C.N. Douglas, comp. Forty Thousand Quotations: Prose and Poetical. 1917.
Discipline
It is never wise to slip the bands of discipline.
A stern discipline pervades all nature, which is a little cruel that it may be very kind.
No pain, no palm; no thorns, no throne; no gall, no glory; no cross, no crown.
No evil propensity of the human heart is so powerful that it may not be subdued by discipline.
Train up a child in the way he should go; and when he is old he will not depart from it.
We have all to be laid upon an altar; we have all, as it were, to be subjected to the action of fire.
The strength one can eke from little, who knows till he has been subjected to the trial?
Has it never occurred to us, when surrounded by sorrows, that they may be sent to us only for our instruction, as we darken the cages of birds when we wish to teach them to sing.
He that hath wife and children hath given hostages to fortune, for they are impediments to great enterprises, either of virtue or mischief.***Certainly wife and children are a kind of discipline of humanity.
A dull axe never loves grindstones, but a keen workman does; and he puts his tool on them in order that it may be sharp.
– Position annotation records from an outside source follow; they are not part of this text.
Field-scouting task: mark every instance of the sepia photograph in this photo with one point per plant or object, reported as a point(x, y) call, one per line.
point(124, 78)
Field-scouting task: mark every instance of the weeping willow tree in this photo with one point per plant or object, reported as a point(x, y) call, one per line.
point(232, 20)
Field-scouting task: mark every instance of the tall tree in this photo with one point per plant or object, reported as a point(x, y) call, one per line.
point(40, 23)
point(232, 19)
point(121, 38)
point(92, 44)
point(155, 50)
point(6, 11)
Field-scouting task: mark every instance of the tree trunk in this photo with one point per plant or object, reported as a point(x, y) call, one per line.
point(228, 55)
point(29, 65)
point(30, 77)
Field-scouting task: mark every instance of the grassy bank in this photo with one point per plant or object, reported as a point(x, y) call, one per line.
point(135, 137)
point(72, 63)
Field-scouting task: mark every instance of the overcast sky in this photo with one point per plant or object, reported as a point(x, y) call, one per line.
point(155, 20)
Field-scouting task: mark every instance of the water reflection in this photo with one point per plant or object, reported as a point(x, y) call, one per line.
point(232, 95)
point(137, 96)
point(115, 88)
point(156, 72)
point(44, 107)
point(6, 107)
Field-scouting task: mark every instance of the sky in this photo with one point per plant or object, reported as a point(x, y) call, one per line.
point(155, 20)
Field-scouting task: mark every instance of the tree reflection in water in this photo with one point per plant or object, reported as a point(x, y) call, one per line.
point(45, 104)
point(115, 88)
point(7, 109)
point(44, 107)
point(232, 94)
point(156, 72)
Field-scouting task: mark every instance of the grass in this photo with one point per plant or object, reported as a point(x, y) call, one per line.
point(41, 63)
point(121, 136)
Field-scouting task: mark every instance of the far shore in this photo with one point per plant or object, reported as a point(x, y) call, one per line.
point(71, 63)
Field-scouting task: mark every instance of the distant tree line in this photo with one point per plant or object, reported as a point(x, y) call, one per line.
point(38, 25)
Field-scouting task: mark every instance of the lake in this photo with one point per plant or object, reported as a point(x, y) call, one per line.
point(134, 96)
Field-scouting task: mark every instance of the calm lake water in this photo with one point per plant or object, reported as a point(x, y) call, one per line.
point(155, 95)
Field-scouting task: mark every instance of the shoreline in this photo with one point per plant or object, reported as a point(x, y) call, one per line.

And men do not like grinding; but they are dull for the purposes which God designs to work out with them, and therefore He is grinding them.
The heart must be divorced from its idols. Age does a great deal in curing the man of his frenzy; but if God has a special work for a man, he takes a shorter and sharper course with him. This grievous loss is only a further and more expensive education for the work of the ministry; it is but saying more closely, “Will you pay the price?”
Discipline, like the bridle in the hand of a good rider, should exercise its influence without appearing to do so; should be ever active, both as a support and as a restraint, yet seem to lie easily in hand. It must always be ready to check or to pull up, as occasion may require; and only when the horse is a runaway should the action of the curb be perceptible.